Esmola para a opulência

Com olhar vidrado, passo cambaleante, braço estendido e voz sumida numa súplica, aquela mulher ainda jovem, que mal se sustem de pé, chama a minha atenção sempre que atravesso a rua, frente à Estação do Rossio. Da última vez que a vi, não pude deixar de evocar as imagens televisivas da inauguração da grandiosa Catedral da Santíssima Trindade, no passado dia 13 de Outubro, em Fátima.

Interrogo-me sobre as razões que levaram a Igreja a usar os donativos dos peregrinos para a construção de mais uma Catedral, desta vez a quarta maior no mundo; interrogo-me se, para lá entrarem, os crentes terão de pagar €1.00 como constatei, numa recente visita à Sé Catedral de Évora; interrogo-me sobre o que a Virgem pensará de tais edificações quando o País, que ela escolheu para passar a sua mensagem, volta as costas a milhares de pobres e onde a caridade se fica pelas igrejas, sem sair à rua.

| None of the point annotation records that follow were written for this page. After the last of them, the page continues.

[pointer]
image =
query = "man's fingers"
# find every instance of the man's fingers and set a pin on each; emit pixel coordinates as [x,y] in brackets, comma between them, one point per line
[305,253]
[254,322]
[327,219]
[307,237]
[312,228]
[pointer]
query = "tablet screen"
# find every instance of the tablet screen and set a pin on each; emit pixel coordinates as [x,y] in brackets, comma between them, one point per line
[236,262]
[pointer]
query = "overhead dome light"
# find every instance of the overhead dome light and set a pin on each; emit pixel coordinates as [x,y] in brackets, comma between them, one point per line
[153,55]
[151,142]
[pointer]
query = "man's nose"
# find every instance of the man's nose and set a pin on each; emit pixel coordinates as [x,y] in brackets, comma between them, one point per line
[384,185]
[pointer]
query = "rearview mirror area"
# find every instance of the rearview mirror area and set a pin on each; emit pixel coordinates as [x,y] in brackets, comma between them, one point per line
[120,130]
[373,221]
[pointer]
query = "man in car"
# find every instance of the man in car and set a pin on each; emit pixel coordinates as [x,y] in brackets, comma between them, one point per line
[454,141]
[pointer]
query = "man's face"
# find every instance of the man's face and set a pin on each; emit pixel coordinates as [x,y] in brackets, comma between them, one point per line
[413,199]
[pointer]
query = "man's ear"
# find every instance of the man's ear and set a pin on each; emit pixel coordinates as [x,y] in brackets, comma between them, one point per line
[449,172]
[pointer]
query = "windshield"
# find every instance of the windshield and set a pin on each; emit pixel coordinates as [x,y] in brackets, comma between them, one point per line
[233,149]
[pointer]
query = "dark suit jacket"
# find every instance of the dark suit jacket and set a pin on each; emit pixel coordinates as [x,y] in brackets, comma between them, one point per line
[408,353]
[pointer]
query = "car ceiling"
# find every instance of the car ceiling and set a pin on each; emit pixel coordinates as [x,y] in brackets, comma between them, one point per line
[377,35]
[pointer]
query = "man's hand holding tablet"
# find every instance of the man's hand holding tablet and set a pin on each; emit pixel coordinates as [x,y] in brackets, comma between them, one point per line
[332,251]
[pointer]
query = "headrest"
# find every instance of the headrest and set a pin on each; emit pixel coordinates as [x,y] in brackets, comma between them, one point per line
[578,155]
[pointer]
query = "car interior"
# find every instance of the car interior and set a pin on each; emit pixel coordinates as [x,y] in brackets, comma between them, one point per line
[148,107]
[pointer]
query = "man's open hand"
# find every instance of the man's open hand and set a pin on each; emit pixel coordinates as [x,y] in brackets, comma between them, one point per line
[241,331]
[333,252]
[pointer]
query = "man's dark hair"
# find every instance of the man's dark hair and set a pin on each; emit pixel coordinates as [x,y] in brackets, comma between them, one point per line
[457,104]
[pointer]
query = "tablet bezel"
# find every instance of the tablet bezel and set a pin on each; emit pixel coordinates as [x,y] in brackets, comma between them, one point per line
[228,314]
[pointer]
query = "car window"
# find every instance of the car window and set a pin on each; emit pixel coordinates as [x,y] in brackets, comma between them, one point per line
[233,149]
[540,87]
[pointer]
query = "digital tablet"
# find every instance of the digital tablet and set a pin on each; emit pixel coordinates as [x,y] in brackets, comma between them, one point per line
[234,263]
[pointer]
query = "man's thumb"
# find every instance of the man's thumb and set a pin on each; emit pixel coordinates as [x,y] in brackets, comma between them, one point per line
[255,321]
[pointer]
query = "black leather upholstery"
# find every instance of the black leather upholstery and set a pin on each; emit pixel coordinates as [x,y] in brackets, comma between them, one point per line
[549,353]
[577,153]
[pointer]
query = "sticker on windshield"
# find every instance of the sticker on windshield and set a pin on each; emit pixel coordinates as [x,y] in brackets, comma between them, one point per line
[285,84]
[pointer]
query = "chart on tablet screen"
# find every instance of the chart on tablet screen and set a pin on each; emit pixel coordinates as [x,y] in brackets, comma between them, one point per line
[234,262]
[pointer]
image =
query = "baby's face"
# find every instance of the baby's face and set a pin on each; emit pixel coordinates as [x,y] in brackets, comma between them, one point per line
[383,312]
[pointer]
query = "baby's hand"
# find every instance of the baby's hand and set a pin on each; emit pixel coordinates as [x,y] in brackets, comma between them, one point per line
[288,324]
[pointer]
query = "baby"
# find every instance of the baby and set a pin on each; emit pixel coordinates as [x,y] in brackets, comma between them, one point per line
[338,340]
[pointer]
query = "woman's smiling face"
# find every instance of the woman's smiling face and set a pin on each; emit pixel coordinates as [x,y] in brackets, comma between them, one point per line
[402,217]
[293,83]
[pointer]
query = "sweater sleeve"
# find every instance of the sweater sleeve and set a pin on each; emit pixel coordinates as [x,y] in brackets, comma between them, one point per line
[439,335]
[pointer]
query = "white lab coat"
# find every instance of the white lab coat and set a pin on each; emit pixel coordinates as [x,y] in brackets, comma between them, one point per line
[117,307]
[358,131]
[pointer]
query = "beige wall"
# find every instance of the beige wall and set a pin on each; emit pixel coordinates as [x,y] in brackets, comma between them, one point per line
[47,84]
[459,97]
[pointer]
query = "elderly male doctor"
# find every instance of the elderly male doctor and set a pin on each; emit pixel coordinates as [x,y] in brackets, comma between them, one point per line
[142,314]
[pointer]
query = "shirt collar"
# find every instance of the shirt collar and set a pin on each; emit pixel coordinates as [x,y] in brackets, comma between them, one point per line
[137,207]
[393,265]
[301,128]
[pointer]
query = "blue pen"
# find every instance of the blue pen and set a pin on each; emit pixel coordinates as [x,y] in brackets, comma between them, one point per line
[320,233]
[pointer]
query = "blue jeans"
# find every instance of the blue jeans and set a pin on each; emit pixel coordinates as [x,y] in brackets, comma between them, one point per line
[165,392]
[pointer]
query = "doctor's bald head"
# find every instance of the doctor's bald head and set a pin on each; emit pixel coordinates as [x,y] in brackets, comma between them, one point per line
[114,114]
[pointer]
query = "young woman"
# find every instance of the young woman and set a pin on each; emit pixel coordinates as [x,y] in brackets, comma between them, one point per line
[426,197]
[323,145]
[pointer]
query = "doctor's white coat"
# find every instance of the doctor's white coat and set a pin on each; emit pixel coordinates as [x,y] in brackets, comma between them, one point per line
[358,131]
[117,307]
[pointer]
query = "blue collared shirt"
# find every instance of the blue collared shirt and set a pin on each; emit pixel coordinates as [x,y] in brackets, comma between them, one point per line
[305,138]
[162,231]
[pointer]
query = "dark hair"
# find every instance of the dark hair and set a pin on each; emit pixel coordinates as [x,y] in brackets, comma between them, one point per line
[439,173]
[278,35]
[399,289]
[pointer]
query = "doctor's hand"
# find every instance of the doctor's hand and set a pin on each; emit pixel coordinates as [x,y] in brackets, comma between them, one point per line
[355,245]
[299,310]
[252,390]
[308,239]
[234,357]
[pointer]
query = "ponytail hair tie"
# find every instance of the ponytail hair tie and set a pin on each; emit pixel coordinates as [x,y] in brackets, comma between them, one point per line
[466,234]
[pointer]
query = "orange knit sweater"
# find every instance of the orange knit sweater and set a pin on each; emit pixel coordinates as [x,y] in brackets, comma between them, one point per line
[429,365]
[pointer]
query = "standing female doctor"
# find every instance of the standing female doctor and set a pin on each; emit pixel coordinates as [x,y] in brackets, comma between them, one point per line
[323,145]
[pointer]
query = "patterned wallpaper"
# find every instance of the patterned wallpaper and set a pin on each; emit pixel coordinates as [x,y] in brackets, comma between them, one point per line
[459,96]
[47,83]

De que nos servirá o prestígio e a glória de mostrarmos ao mundo uma Catedral para albergar o Divino se não albergamos corpos debilitados e oprimidos pela miséria? Devíamos sentir-nos envergonhados, tal como Cavaco Silva, que só há semanas se inteirou do índice de pobreza em Portugal.

Num país onde algumas mães matam os filhos, há 7 casos de violência doméstica por semana, mortes ocorrem por escassez de meios ou negligência hospital, os mais idosos passam ao abandono e solidão, em questionáveis condições de lares de terceira idade, inúmeras pessoas carecem de abrigo, continuamos a importar-nos mais com a imagem de grandeza que queremos projectar além fronteiras. Testemunho disso, e a competir com outras do género, temos agora mais uma obra que ficará na História. Entretanto, lembrando as palavras do nosso Presidente, convencido que o Estado só por si não conseguirá resolver os problemas de pobreza, pergunto-me se a Igreja não poderia dar uma ajuda ao Governo, em vez de gastar milhares de contos na construção de templos. E pergunto-me também se esses templos têm a ver com a necessidade remota de subornar o Divino, no intuito de sermos bafejados com a Sua clemência quando, afinal, nós próprios não nos compadecemos uns dos outros.